Une brume noyait le toit tuilé du bâtiment. De la fumée s’échappait des cheminées abîmées par les tempêtes courantes dans la région. Colin les conduisit jusqu’à sa maison et, dans un élan de détermination, frappa à la porte. Un aboiement étouffé surgit dans le silence. Ariane recula. Au moment où la porte s’ouvrit, un énorme chien blanc se jeta sur Colin et le renversa. Tous eurent peur qu’il ne le mordît au visage, cependant, l’effet inverse se produisit. Il lécha le front de l’adolescent à grands coups de langue. Deux adultes se précipitèrent vers la porte, enfilant chacun une veste chaude.
- Qui est-ce, chéri ? demanda la femme, qui semblait être la mère de Colin.
- Ne t’en fais pas, je m’en occupe. Retourne te coucher.
Il enfila ses bottes et les rejoignit dehors. Tout dans ses traits creux, sa démarche lente, son allure svelte, son nez en trompette et son regard absent laissaient entendre qu’il était le père de Colin.
- Il est tard. Vous avez un problème ?
Rien dans sa voix ne sonnait méchamment. Il était enclin à la discussion, mais paraissait déjà fatigué à l’avance de ce qu’il allait entendre. Colin se redressa, laissant ainsi la possibilité à son père de le reconnaître. Cependant, celui-ci ne bougea pas d’un pouce, imperturbable. Déçu, Colin écarta le chien et se releva, les cheveux en bataille. Philéas ferma les yeux. Il devait s’y attendre.
- Vous êtes bien Monsieur Belley ?
Les sourcils du fermier se défroncèrent.
- Oui.
- Madame Belley a appelé Thierry, hier, elle avait besoin de mains fortes pour la récolte de noisettes. Seulement, il ne pouvait pas venir avec ses enfants, alors il s’est chargé de nous confier la tâche. On est venus aujourd’hui mais on s’est perdus en chemin.
- Ma femme n’a jamais…
- Je vous assure qu’elle a appelé, le coupa Colin.
Son père les regarda un long moment, plongé dans une profonde réflexion.
- Excusez-moi, mais qui êtes-vous, au juste ?
- De la famille. On passait nos vacances de la Toussaint ici, chez Thierry, et on a décidé de lui filer un petit coup de pouce.
Philéas savait que Colin prenait beaucoup sur lui pour affronter son père, d’autant plus que ce-dernier n’allait pas se laisser démonter. Admiratif, Philéas suivait la conversation en se demandant comment il était possible que Colin improvisât aussi facilement. Il n’avait même pas fait attention à la date à laquelle ils étaient, alors que Colin s’était chargé de le vérifier sur les panneaux de la gare.

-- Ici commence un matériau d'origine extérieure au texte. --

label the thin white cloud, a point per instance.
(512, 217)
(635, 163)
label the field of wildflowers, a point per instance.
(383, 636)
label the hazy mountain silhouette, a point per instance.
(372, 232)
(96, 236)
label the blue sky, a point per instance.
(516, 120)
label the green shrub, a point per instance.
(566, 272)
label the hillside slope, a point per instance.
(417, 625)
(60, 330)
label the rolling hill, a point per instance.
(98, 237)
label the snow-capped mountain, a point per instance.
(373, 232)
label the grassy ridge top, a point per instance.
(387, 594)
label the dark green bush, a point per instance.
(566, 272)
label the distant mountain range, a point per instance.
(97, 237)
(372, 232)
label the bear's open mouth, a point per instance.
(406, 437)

- Pourquoi venir si tard, dans ce cas ? s’étonna son père.
- Vous connaissez Thierry, rit Colin, toujours aussi mauvais en orientation. Il m’a donné la mauvaise adresse. On a passé l’après-midi à vous trouver.

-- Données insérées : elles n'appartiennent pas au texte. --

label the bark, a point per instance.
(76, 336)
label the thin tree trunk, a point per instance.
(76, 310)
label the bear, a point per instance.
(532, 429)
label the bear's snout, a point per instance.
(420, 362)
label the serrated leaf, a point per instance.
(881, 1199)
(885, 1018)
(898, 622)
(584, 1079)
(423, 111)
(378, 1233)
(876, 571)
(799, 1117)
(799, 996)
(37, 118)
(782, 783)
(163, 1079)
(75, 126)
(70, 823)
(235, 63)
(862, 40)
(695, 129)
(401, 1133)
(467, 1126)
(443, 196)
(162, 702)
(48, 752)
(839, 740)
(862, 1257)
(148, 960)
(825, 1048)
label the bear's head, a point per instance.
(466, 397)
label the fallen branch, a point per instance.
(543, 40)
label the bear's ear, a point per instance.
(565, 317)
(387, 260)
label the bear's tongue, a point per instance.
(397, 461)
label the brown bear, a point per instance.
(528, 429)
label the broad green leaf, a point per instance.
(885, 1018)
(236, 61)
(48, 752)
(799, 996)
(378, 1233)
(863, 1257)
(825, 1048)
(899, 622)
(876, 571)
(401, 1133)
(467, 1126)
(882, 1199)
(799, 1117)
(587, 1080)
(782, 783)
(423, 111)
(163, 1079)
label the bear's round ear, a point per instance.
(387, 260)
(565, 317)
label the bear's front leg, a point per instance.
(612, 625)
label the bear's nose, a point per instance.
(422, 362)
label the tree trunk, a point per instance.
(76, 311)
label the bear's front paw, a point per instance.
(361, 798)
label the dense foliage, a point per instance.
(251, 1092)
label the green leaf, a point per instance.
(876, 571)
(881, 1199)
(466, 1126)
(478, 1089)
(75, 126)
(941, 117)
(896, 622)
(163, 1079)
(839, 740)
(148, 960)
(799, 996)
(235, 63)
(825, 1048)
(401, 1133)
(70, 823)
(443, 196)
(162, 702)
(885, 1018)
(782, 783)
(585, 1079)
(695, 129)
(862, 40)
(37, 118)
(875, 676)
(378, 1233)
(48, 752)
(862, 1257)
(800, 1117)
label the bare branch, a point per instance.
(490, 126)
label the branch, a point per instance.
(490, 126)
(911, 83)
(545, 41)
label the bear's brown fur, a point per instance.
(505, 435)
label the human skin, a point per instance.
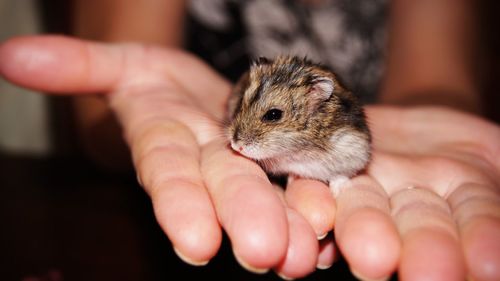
(427, 206)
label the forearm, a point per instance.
(430, 57)
(147, 21)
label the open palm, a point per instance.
(428, 204)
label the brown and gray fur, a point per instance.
(322, 133)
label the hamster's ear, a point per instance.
(321, 90)
(262, 61)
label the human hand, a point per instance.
(429, 204)
(169, 105)
(182, 166)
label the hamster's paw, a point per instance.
(339, 184)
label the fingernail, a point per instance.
(139, 180)
(188, 260)
(321, 236)
(323, 266)
(251, 268)
(363, 278)
(284, 277)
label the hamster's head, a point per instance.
(279, 106)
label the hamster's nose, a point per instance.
(236, 146)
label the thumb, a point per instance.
(60, 64)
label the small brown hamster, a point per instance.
(294, 117)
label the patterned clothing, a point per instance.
(347, 35)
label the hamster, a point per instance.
(294, 117)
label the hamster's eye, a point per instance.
(272, 115)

Son front suait, il n’était pas sûr de son coup. Pourtant, son père devenait de plus en plus mal à l’aise. Peut être commençait-il à mordre à l’hameçon.
- Je suis confus, ma femme ne m’a rien annoncé.
- Nous n’avons aucun endroit où dormir. Pourriez-vous nous héberger pour la nuit ? Je sais que ça fait beaucoup de lits à préparer, je suis sincèrement désolé.
- C’est à dire que nous n'étions pas prêts à recevoir, aujourd'hui...
- C’est épuisant de parcourir la moitié région en une journée. Je vous promets que demain, nous serons productifs, d'ailleurs, on sera partis aussi vite qu'on est venus. On peut même s’arranger pour le prix, si vous le voulez.
Colin profitait de la gentillesse de son père comme on avait profité de la sienne pendant longtemps. Philéas le savait, il ne le connaissait que trop bien. Il le trouvait d'ailleurs très bon en argumentation, qualité qu'il n'avait jamais pu remarquer à cause de son caractère taiseux. Le fermier soupira puis, le front étiré par l’épuisement, il s’excusa :
- Pardonnez ma surprise, je n’ai pas été très accueillant. Entrez. J’aurai une bonne discussion avec ma femme demain.
Tandis que le groupe franchissait le pas de la porte, monsieur Belley posa sa main sur l’épaule de Colin et fronça à nouveau les sourcils.
- C’est étrange. Mon chien a horreur des inconnus, habituellement.
Colin sourit, haussa les épaules et rejoignit les autres. Derrière lui, Philéas l’entendit répondre imperceptiblement :
- Parce que je ne suis pas n’importe quel inconnu, papa.